Chord Detection
The chord detection pipeline transforms symbolic note events from Basic Pitch into meaningful chord progressions through multiple processing stages.
Pipeline Overview
Audio Input → Note Detection → Chord Assembly → Post-Processing → Final Output
↓ ↓ ↓ ↓ ↓
WAV/MP3 Basic Pitch ML Pitch Classes Smoothing Chord Symbols
Note Events Clustering Confidence + Timing
Note Detection Stage
Basic Pitch Integration
The pipeline uses Spotify’s Basic Pitch model, a compact convolutional architecture designed for automatic music transcription in low resource settings:
Model Operation:
Operates on a constant Q transform with three bins per semitone
Forms approximation of harmonic CQT by vertically shifting spectrogram
Produces three time-frequency maps: onsets, sustained notes, multi-pitch activity
Onset peaks extracted and matched to sustained activity
Notes shorter than ~120ms are removed
Processing Steps:
Audio preprocessing by Basic Pitch model
CQT feature extraction with harmonic alignment
Model inference producing time-frequency maps
Note event extraction with onset/pitch/duration
Post-processing to remove brief notes
Output Format:
{
"onset": 1.024, # Start time in seconds
"offset": 1.536, # End time in seconds
"pitch": 64, # MIDI note number
"confidence": 0.92 # Detection confidence
}
Chord Assembly Algorithm
Once symbolic events arrive from the server, they are grouped into short time windows for chord analysis:
Time Window Clustering
Notes are grouped into time windows for chord analysis:
# Notes are grouped into time windows (approximately 49 short windows)

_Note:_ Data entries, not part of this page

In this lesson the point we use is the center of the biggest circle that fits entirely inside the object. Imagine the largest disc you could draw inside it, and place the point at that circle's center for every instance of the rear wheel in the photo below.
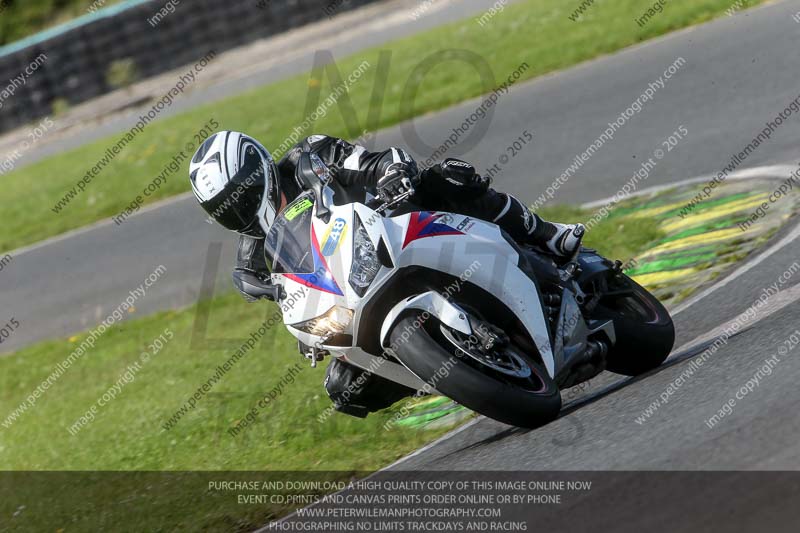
(501, 381)
(644, 329)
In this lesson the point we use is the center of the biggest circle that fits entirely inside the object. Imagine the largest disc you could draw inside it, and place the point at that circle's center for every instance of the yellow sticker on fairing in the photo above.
(334, 236)
(294, 210)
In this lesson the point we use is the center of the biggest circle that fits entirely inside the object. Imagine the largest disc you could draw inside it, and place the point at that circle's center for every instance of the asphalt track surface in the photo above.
(740, 72)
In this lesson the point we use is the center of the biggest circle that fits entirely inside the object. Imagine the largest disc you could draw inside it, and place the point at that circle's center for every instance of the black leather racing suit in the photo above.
(355, 171)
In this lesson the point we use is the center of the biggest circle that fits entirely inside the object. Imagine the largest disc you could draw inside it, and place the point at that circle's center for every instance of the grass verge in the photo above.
(538, 33)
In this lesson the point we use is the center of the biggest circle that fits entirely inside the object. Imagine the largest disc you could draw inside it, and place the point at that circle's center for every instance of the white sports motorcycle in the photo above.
(449, 304)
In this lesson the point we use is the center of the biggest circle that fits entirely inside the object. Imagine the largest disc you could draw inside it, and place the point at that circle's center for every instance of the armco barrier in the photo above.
(80, 53)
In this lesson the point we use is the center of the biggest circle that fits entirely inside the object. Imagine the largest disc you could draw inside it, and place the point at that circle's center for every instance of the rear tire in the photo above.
(644, 329)
(424, 353)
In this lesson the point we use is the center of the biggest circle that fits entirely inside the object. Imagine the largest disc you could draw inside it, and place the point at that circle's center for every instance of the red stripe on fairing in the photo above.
(418, 223)
(320, 265)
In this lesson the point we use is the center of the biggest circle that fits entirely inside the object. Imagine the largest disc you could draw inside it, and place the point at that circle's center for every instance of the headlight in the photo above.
(334, 321)
(365, 260)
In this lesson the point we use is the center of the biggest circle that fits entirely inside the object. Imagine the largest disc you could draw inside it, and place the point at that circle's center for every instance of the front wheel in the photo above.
(644, 329)
(509, 387)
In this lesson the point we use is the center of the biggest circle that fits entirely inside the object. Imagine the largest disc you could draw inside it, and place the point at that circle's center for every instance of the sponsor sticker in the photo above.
(334, 236)
(464, 223)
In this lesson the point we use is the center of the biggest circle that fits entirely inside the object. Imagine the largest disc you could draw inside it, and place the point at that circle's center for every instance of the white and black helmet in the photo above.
(236, 181)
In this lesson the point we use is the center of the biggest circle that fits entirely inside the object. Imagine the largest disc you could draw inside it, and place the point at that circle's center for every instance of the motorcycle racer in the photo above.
(237, 182)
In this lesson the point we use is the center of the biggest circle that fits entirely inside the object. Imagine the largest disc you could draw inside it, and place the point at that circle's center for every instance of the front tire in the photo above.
(428, 355)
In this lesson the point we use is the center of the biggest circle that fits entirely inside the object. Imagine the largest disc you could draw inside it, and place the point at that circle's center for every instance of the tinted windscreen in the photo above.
(288, 244)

# Root candidates are tested against pitch class templates
# Chord types from Dictionary are matched against detected pitch classes
Pitch Class Extraction
Convert MIDI notes to pitch classes (0-11):
def extract_pitch_classes(notes):
"""Extract pitch classes from note events."""
pitch_classes = {}
for note in notes:
pc = note.pitch % 12
weight = note.confidence * note.duration
pitch_classes[pc] = pitch_classes.get(pc, 0) + weight
return pitch_classes
Root Detection
Identify the most likely root note:
Algorithm:
Bass Note Priority: Lowest note gets extra weight
Pitch Class Histogram: Count occurrences weighted by confidence
Harmonic Template Matching: Compare against known chord patterns
Context Awareness: Consider previous/next chords
def detect_root(pitch_classes, bass_note=None):
"""Detect chord root from pitch classes."""
candidates = []
for root in range(12):
score = 0
# Check for major triad
if root in pitch_classes:
score += pitch_classes[root] * 2 # Root weight
if (root + 4) % 12 in pitch_classes:
score += pitch_classes[(root + 4) % 12] # Major third
if (root + 7) % 12 in pitch_classes:
score += pitch_classes[(root + 7) % 12] # Fifth
candidates.append((root, score))
# Bass note bonus
if bass_note is not None:
bass_pc = bass_note % 12
for i, (root, score) in enumerate(candidates):
if root == bass_pc:
candidates[i] = (root, score * 1.5)
return max(candidates, key=lambda x: x[1])[0]
Chord Quality Detection
Determine chord type from pitch classes:
Chord Templates:
CHORD_TEMPLATES = {
'major': [0, 4, 7],
'minor': [0, 3, 7],
'dim': [0, 3, 6],
'aug': [0, 4, 8],
'maj7': [0, 4, 7, 11],
'dom7': [0, 4, 7, 10],
'min7': [0, 3, 7, 10],
'dim7': [0, 3, 6, 9],
# ... more templates
}
Matching Algorithm:
def detect_chord_quality(pitch_classes, root):
"""Match pitch classes against chord templates."""
best_match = None
best_score = 0
# Transpose pitch classes relative to root
relative_pcs = transpose_pitch_classes(pitch_classes, -root)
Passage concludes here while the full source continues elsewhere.